学术文献库

Mechanical properties of the cell are important biomarkers for probing its architectural changes caused by cellular processes and/or pathologies. The development of microfluidic technologies have enabled measuring cell mechanics at high-throughput, so that mechanical phenotyping can be applied to large samples in reasonable time-scales. These studies typically measure the stiffness of the cell as the only mechanical biomarker, and cannot disentangle the rheological contribution of different structural components of the cell, including the cell cortex, the interior cytoplasm and its immersed cytoskeletal structures, and the nucleus. Recent advancements in high-speed fluorescent imaging have enabled probing the deformations of the cell cortex, while also tracking different intracellular components in rates applicable to microfluidic platforms. We present a novel method to decouple the mechanics of the cell cortex and the cytoplasm by analyzing the correlation between the cortical deformations that are induced by external microfluidic flows, and the nucleus displacements induced by those cortical deformations; i.e. we use the nucleus as a high-throughput microrheological probe to study the rheology of the cytoplasm, independent of the cell cortex mechanics.
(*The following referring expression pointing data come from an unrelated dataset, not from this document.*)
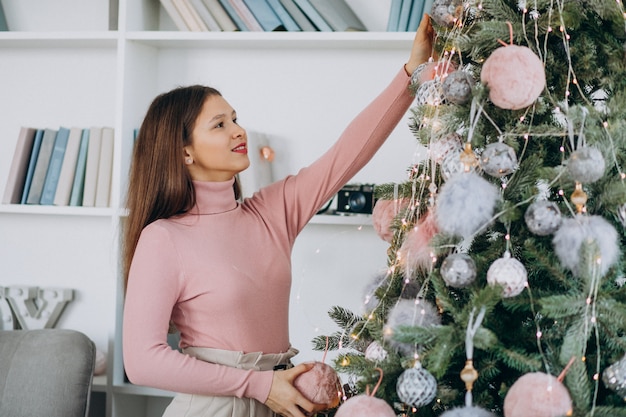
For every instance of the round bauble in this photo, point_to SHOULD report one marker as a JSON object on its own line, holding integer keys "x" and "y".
{"x": 537, "y": 395}
{"x": 465, "y": 204}
{"x": 509, "y": 273}
{"x": 383, "y": 214}
{"x": 320, "y": 385}
{"x": 365, "y": 406}
{"x": 498, "y": 159}
{"x": 614, "y": 377}
{"x": 416, "y": 312}
{"x": 574, "y": 232}
{"x": 457, "y": 87}
{"x": 543, "y": 217}
{"x": 440, "y": 148}
{"x": 416, "y": 387}
{"x": 458, "y": 270}
{"x": 515, "y": 77}
{"x": 430, "y": 92}
{"x": 586, "y": 165}
{"x": 446, "y": 12}
{"x": 467, "y": 412}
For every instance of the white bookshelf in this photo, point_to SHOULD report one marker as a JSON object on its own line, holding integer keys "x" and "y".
{"x": 63, "y": 65}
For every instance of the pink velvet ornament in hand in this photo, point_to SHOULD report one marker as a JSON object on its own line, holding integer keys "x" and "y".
{"x": 514, "y": 75}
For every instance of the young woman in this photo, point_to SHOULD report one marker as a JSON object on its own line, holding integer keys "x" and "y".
{"x": 218, "y": 268}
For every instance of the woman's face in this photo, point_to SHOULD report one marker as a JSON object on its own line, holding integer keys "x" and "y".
{"x": 219, "y": 146}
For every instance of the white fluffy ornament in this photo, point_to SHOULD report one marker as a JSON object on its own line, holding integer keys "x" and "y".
{"x": 509, "y": 273}
{"x": 543, "y": 217}
{"x": 446, "y": 12}
{"x": 457, "y": 87}
{"x": 574, "y": 232}
{"x": 586, "y": 165}
{"x": 416, "y": 312}
{"x": 416, "y": 386}
{"x": 498, "y": 159}
{"x": 458, "y": 270}
{"x": 537, "y": 394}
{"x": 466, "y": 204}
{"x": 467, "y": 412}
{"x": 515, "y": 77}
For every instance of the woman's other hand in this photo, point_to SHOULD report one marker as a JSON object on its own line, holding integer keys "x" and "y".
{"x": 422, "y": 45}
{"x": 285, "y": 399}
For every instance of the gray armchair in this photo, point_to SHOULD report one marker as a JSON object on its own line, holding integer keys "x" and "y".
{"x": 45, "y": 373}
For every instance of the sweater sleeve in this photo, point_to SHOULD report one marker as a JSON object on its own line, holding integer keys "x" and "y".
{"x": 153, "y": 288}
{"x": 305, "y": 192}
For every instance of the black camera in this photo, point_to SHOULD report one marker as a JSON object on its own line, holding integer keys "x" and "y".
{"x": 356, "y": 198}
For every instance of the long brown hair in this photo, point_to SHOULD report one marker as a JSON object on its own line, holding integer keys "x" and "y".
{"x": 159, "y": 184}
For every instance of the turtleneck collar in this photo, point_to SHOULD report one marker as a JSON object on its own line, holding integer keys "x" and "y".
{"x": 214, "y": 197}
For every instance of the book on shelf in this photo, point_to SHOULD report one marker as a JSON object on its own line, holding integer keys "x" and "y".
{"x": 405, "y": 13}
{"x": 313, "y": 15}
{"x": 78, "y": 185}
{"x": 220, "y": 15}
{"x": 294, "y": 11}
{"x": 105, "y": 168}
{"x": 91, "y": 167}
{"x": 339, "y": 15}
{"x": 288, "y": 21}
{"x": 41, "y": 166}
{"x": 54, "y": 167}
{"x": 206, "y": 16}
{"x": 232, "y": 13}
{"x": 68, "y": 168}
{"x": 415, "y": 17}
{"x": 19, "y": 166}
{"x": 264, "y": 14}
{"x": 190, "y": 16}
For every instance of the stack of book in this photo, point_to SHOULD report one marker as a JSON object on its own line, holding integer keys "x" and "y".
{"x": 263, "y": 15}
{"x": 61, "y": 167}
{"x": 406, "y": 15}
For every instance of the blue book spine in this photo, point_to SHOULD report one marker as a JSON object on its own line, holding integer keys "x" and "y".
{"x": 234, "y": 16}
{"x": 315, "y": 18}
{"x": 54, "y": 167}
{"x": 394, "y": 15}
{"x": 284, "y": 16}
{"x": 264, "y": 14}
{"x": 405, "y": 13}
{"x": 31, "y": 164}
{"x": 417, "y": 12}
{"x": 76, "y": 198}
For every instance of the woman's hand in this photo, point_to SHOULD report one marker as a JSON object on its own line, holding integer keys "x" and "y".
{"x": 422, "y": 45}
{"x": 285, "y": 399}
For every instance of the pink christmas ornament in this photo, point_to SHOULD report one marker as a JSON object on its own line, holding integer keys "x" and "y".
{"x": 537, "y": 395}
{"x": 415, "y": 251}
{"x": 383, "y": 214}
{"x": 514, "y": 75}
{"x": 320, "y": 385}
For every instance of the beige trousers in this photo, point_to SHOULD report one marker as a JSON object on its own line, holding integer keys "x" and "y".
{"x": 188, "y": 405}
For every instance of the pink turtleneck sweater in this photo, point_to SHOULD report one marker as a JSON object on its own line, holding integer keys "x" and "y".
{"x": 222, "y": 272}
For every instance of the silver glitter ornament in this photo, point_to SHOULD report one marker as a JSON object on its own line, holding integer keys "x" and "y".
{"x": 458, "y": 270}
{"x": 498, "y": 159}
{"x": 586, "y": 165}
{"x": 416, "y": 387}
{"x": 457, "y": 87}
{"x": 440, "y": 148}
{"x": 543, "y": 217}
{"x": 509, "y": 273}
{"x": 430, "y": 92}
{"x": 614, "y": 377}
{"x": 446, "y": 12}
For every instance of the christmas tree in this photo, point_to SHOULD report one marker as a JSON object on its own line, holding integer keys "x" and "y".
{"x": 504, "y": 293}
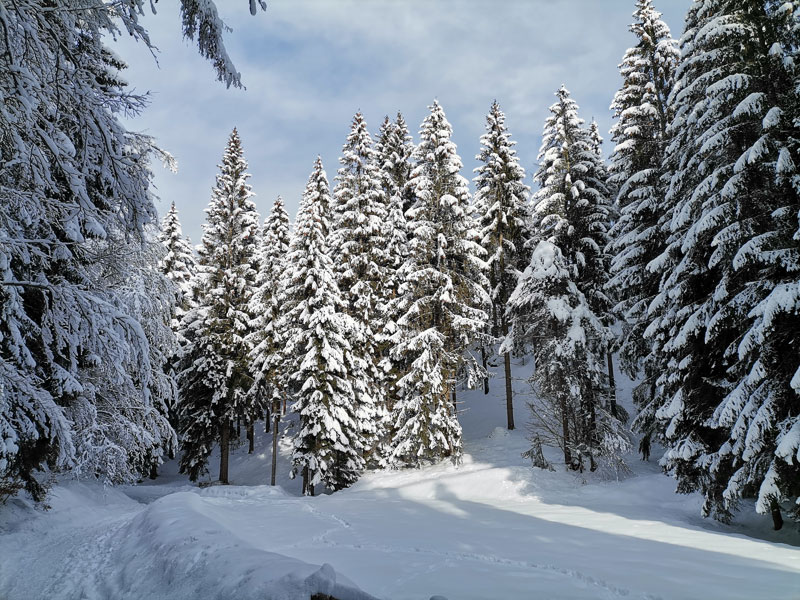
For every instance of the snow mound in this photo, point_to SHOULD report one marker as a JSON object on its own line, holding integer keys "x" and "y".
{"x": 175, "y": 546}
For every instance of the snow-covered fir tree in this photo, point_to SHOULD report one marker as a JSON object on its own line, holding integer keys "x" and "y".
{"x": 726, "y": 400}
{"x": 501, "y": 208}
{"x": 215, "y": 369}
{"x": 572, "y": 211}
{"x": 74, "y": 197}
{"x": 179, "y": 264}
{"x": 549, "y": 311}
{"x": 358, "y": 240}
{"x": 640, "y": 135}
{"x": 266, "y": 307}
{"x": 332, "y": 395}
{"x": 394, "y": 151}
{"x": 444, "y": 302}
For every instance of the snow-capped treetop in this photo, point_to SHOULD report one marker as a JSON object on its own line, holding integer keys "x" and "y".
{"x": 178, "y": 264}
{"x": 501, "y": 206}
{"x": 318, "y": 358}
{"x": 394, "y": 150}
{"x": 572, "y": 208}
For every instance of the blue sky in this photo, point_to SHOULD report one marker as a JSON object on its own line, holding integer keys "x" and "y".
{"x": 309, "y": 65}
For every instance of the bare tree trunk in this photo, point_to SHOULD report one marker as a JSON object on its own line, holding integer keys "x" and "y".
{"x": 777, "y": 519}
{"x": 565, "y": 433}
{"x": 276, "y": 416}
{"x": 485, "y": 368}
{"x": 612, "y": 386}
{"x": 224, "y": 448}
{"x": 509, "y": 390}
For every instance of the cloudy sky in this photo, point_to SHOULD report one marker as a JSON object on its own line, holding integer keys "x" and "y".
{"x": 309, "y": 65}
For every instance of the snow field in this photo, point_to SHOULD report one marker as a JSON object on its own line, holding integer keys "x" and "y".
{"x": 492, "y": 527}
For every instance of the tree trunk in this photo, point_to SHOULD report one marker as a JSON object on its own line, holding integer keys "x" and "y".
{"x": 612, "y": 386}
{"x": 509, "y": 393}
{"x": 276, "y": 416}
{"x": 509, "y": 390}
{"x": 777, "y": 519}
{"x": 485, "y": 368}
{"x": 565, "y": 433}
{"x": 224, "y": 447}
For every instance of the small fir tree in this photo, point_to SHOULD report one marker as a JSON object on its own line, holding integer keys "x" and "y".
{"x": 642, "y": 115}
{"x": 443, "y": 300}
{"x": 572, "y": 211}
{"x": 329, "y": 446}
{"x": 358, "y": 240}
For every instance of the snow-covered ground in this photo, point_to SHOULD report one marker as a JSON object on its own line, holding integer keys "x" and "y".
{"x": 492, "y": 528}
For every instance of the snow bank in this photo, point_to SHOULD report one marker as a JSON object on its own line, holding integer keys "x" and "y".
{"x": 175, "y": 549}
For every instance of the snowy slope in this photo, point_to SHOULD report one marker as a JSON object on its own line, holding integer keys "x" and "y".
{"x": 491, "y": 528}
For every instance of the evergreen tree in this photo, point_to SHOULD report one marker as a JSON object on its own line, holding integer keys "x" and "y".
{"x": 178, "y": 264}
{"x": 331, "y": 395}
{"x": 394, "y": 151}
{"x": 443, "y": 300}
{"x": 548, "y": 308}
{"x": 726, "y": 401}
{"x": 266, "y": 307}
{"x": 572, "y": 212}
{"x": 358, "y": 240}
{"x": 74, "y": 197}
{"x": 640, "y": 135}
{"x": 215, "y": 370}
{"x": 500, "y": 206}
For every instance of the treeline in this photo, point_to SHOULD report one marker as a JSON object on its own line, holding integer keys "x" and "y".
{"x": 394, "y": 287}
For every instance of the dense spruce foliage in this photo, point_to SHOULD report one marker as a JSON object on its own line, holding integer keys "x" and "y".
{"x": 681, "y": 255}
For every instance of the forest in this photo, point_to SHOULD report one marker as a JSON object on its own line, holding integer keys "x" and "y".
{"x": 675, "y": 259}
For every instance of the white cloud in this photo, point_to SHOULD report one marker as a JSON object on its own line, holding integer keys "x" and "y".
{"x": 310, "y": 64}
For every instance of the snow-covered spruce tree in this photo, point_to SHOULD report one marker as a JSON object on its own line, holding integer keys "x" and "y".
{"x": 265, "y": 306}
{"x": 501, "y": 208}
{"x": 572, "y": 212}
{"x": 73, "y": 191}
{"x": 179, "y": 264}
{"x": 548, "y": 309}
{"x": 329, "y": 447}
{"x": 215, "y": 369}
{"x": 393, "y": 156}
{"x": 394, "y": 151}
{"x": 727, "y": 400}
{"x": 358, "y": 240}
{"x": 640, "y": 136}
{"x": 443, "y": 299}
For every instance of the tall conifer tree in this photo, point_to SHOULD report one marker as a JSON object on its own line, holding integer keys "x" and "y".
{"x": 358, "y": 239}
{"x": 443, "y": 300}
{"x": 501, "y": 207}
{"x": 215, "y": 370}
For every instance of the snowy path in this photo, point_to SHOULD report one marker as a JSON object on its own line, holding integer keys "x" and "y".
{"x": 484, "y": 530}
{"x": 492, "y": 528}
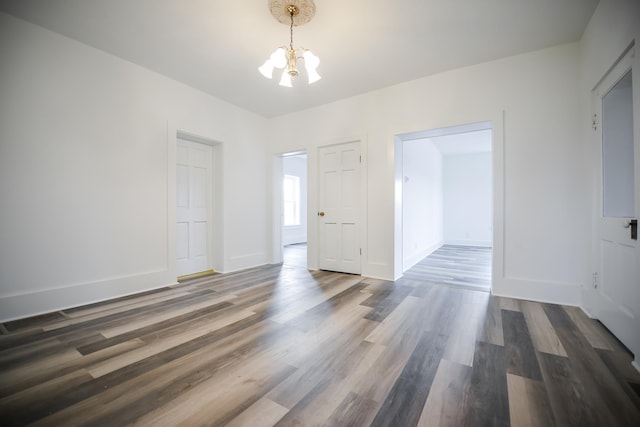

To demonstrate the applicability of this method, we consider a proof of concept model consisting of a rigid spherical nucleus centered in a spherical cell. We obtain analytical expressions for time-dependent nucleus velocity as a function of the cell deformations, when the interior cytoplasm is modeled as a viscous, viscoelastic, porous and poroelastic materials, and demonstrate how the nucleus velocity can be used to characterize the linear rheology of the cytoplasm over a wide range of forces and time-scales/frequencies.